Let's assume the speed of the boat in still water is x km/h and the speed of the current is 2 km/h.

When the boat is traveling against the current, its effective speed is reduced by the speed of the current. So, the boat's speed against the current is (x - 2) km/h.

When the boat is traveling with the current, its effective speed is increased by the speed of the current. So, the boat's speed with the current is (x + 2) km/h.

We can use the formula distance = speed × time to calculate the time taken for each leg of the journey.

The time taken to travel 15 km against the current is given by: 15 = (x - 2) × t1 The time taken to travel 6 km with the current is given by: 6 = (x + 2) × t2 The time taken to travel 221 km on the lake is given by: 221 = x × t3 Since the total time taken for the entire journey is the same, we can equate the expressions for time:

(x - 2) × t1 = (x + 2) × t2 = x × t3

We can solve this system of equations to find the value of x, which represents the boat's speed in still water.

Solution Steps:

1. Substitute the values into the equations. 2. Solve the system of equations to find the value of x.

Solution

Let's substitute the values into the equations:

15 = (x - 2) × t1 6 = (x + 2) × t2 221 = x × t3 Since we know that the boat traveled 15 km against the current and 6 km with the current, we can calculate the time taken for each leg of the journey.

The time taken to travel 15 km against the current is given by: 15 = (x - 2) × t1

The time taken to travel 6 km with the current is given by: 6 = (x + 2) × t2

The time taken to travel 221 km on the lake is given by: 221 = x × t3

Since the total time taken for the entire journey is the same, we can equate the expressions for time:

(x - 2) × t1 = (x + 2) × t2 = x × t3

Now, let's solve this system of equations to find the value of x.

From the equation 15 = (x - 2) × t1, we can express t1 in terms of x: t1 = 15 / (x - 2)
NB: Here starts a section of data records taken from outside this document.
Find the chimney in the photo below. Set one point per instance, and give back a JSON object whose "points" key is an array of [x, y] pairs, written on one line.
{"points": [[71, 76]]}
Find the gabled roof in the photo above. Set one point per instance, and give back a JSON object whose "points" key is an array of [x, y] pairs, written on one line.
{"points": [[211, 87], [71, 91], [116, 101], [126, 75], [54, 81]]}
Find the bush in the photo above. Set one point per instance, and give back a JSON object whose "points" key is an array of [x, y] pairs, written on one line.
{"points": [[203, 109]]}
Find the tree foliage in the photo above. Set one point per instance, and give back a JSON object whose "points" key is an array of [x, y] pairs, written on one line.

From the equation 6 = (x + 2) × t2, we can express t2 in terms of x: t2 = 6 / (x + 2)

From the equation 221 = x × t3, we can express t3 in terms of x: t3 = 221 / x

Since t1 = t2 = t3, we can equate the expressions for t1, t2, and t3:

15 / (x - 2) = 6 / (x + 2) = 221 / x

Now, let's solve this equation to find the value of x.
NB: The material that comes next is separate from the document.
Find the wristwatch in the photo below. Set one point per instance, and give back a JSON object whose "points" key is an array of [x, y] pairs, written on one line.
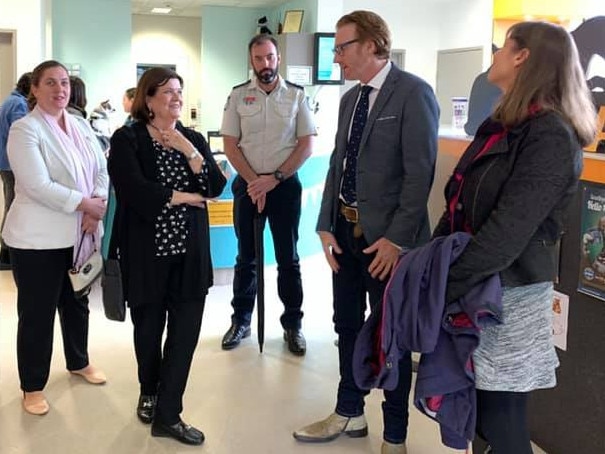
{"points": [[279, 176], [193, 155]]}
To solve this equation, we can cross-multiply and simplify:

15(x + 2) = 6(x - 2)

Simplifying further:

15x + 30 = 6x - 12

Bringing like terms to one side:

15x - 6x = -12 - 30

Simplifying:

9x = -42

Dividing both sides by 9:

x = -42 / 9

Simplifying:

x = -14 / 3

Therefore, the speed of the boat in still water is -14/3 km/h.

Note: The negative sign indicates that the boat is traveling in the opposite direction of the current.

Answer

The speed of the boat in still water is -14/3 km/h.

Please let me know if I can help you with anything else.